So in my classes I've taken I was told by the teacher "case statements and if-else statements are the same things essentionally" so why learn both? and so I was not taught about cases.
Besides the fact I should learn it anyway incase I need it for someone elses code, should I learn these for an actual purpose? Are they good for something that if-else isnt as good for?

basically if you have series of conditions that rely on different values of the same variable then a case construct is simnpler to code than a series of if-else statements.

if else is much more flexible than cases. But there are times, when cases can be much simpler. Example, a menu system. At school, for any such menus we use cases.

Idea is, if the the condition is not complex and just depends on the value of a single variable, switch cases are better.......

Besides the inherent simplicity of the switch-case compared to else-if, there is also some performance benefit to a switch-case, at least, nominally (i.e., if the compiler is not smart enough to produce the most efficient code in either case).
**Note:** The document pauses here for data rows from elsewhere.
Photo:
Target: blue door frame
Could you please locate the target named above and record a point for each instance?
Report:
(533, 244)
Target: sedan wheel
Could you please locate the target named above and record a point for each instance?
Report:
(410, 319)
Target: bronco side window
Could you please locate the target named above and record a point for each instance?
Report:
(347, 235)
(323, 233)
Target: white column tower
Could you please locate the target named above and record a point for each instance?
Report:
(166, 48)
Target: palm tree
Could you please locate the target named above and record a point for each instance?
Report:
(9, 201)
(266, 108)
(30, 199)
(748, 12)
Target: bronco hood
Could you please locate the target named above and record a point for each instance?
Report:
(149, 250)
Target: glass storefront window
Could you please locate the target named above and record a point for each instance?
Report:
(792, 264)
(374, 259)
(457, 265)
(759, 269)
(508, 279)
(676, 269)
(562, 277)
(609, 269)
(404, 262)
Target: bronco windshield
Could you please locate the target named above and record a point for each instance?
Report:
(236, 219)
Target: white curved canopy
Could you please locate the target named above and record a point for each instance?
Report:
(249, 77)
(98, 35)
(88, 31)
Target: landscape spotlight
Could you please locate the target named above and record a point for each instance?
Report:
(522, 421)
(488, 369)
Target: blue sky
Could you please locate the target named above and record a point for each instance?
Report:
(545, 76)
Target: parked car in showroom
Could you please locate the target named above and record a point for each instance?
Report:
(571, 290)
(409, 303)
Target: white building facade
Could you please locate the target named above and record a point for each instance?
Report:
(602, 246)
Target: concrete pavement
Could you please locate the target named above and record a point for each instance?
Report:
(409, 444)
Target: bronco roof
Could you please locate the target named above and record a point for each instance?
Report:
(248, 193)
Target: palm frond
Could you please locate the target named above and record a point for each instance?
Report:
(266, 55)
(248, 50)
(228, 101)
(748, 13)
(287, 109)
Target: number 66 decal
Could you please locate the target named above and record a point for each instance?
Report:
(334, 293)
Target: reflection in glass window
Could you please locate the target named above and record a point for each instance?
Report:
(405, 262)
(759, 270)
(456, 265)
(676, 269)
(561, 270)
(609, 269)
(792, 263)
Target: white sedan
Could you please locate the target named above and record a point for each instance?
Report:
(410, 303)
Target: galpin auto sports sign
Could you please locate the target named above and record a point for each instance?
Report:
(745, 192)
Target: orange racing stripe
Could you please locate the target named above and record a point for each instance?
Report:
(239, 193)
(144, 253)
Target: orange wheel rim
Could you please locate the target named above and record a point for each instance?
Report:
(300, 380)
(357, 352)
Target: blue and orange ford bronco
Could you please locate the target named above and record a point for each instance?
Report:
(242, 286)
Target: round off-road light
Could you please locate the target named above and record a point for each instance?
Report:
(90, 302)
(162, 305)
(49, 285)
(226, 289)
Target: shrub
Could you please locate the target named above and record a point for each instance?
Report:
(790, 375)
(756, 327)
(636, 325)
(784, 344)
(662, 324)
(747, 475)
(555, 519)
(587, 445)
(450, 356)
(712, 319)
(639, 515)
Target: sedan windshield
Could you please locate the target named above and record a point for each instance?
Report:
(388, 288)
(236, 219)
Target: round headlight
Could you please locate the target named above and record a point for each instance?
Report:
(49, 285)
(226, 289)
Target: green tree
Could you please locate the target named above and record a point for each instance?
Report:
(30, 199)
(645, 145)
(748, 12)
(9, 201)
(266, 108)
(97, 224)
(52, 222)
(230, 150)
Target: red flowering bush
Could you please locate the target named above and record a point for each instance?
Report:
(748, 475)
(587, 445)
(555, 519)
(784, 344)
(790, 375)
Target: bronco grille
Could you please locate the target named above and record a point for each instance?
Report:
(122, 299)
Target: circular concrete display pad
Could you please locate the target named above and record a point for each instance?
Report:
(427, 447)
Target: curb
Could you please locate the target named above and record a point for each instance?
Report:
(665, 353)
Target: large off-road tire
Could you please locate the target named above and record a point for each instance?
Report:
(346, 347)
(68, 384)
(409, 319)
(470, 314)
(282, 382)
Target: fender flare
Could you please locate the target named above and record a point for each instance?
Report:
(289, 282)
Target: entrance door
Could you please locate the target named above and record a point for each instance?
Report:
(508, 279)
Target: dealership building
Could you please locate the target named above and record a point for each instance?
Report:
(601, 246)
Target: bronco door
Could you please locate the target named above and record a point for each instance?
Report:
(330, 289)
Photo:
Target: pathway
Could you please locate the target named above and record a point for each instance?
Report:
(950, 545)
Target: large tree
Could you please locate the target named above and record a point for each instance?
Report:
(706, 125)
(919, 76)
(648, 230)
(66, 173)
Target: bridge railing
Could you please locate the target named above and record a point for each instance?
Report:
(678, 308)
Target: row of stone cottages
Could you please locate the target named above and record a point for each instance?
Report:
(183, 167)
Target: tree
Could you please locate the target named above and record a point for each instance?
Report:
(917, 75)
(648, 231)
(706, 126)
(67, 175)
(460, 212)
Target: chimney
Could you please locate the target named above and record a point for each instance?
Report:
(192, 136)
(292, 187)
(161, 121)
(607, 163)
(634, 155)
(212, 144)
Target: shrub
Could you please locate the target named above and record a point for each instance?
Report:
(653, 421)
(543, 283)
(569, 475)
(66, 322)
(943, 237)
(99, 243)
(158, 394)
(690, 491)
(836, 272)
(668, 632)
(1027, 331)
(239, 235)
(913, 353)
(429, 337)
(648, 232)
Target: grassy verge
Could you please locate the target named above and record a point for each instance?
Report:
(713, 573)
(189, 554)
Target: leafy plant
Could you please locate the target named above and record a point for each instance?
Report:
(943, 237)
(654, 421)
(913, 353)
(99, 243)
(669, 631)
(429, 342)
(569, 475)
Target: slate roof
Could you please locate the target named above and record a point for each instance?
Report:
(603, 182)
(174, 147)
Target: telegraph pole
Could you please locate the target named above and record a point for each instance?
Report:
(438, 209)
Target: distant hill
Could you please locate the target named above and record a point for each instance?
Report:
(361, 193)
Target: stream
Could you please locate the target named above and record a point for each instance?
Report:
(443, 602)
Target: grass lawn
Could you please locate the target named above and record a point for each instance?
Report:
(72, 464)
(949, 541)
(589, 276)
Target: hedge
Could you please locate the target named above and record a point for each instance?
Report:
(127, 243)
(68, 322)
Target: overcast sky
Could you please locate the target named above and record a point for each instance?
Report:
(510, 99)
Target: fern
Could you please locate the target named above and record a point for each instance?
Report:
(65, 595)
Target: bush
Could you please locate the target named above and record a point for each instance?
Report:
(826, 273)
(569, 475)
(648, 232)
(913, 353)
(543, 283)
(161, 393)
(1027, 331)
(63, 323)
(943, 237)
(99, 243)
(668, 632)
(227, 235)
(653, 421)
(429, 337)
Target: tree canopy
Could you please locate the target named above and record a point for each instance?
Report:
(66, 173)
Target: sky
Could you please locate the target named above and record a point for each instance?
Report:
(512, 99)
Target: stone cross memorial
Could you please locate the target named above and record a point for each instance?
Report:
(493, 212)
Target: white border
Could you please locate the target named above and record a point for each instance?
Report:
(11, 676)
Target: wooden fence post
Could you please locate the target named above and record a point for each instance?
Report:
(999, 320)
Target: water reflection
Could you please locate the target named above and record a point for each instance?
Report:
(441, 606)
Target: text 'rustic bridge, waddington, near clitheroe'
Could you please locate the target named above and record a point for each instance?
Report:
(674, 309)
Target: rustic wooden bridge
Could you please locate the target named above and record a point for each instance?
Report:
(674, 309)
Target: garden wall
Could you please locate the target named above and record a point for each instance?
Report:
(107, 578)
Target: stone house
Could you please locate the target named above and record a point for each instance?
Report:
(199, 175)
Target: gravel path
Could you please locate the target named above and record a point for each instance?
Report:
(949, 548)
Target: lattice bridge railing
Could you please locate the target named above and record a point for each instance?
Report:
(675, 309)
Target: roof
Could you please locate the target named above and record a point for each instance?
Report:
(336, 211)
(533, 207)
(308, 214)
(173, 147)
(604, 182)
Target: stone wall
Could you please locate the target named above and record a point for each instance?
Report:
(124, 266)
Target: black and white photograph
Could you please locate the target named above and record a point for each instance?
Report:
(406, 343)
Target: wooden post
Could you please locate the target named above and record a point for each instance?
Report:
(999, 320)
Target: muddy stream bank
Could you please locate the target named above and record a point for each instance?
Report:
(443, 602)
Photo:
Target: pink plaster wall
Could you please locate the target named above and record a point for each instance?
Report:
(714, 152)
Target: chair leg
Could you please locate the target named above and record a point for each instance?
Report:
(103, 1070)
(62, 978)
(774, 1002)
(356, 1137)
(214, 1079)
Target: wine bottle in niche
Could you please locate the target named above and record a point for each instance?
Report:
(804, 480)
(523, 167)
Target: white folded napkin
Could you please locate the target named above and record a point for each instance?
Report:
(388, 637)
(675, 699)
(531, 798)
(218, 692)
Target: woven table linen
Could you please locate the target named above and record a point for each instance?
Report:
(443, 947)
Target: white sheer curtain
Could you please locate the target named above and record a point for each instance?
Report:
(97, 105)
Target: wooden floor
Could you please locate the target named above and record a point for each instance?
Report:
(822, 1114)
In the classic use of a switch-case, something like this:

enum MyEnum {
  Zero,
  One,
  Two,
  Three
};

void printCast(MyEnum value) {
  switch(value) {
    case Zero:
      std::cout << "Zero" << std::endl;
      break;
    case One:
      std::cout << "One" << std::endl;
      break;
    case Two:
      std::cout << "Two" << std::endl;
      break;
    case Three:
      std::cout << "Three" << std::endl;
      break;
  };
};

then, the switch-case is going to be more efficient because an enum is just a type-safe integer value, and the compiler will, by default, assign the values as 0, 1, 2, ... for the different entries in the enum type. When you make a switch statement like above, the code is not going to evaluate the individual conditions (i.e., (value == Zero), (value == One), ...) but will, instead, do a jump in execution based on the value of the switch variable. And that is technically more efficient. Of course, the caveat here is that even with a else-if version, it is possible that the compiler will figure out that it is equivalent to the above switch-case, and produce the same "most efficient" code anyways. But, it is one more thing to consider.

The basic lesson here is that if a switch-case statement is the more natural way of expressing something, then use it, but don't go out of your way to use a switch-case (some people tend to be "switch-case fanatics", don't be one of those people).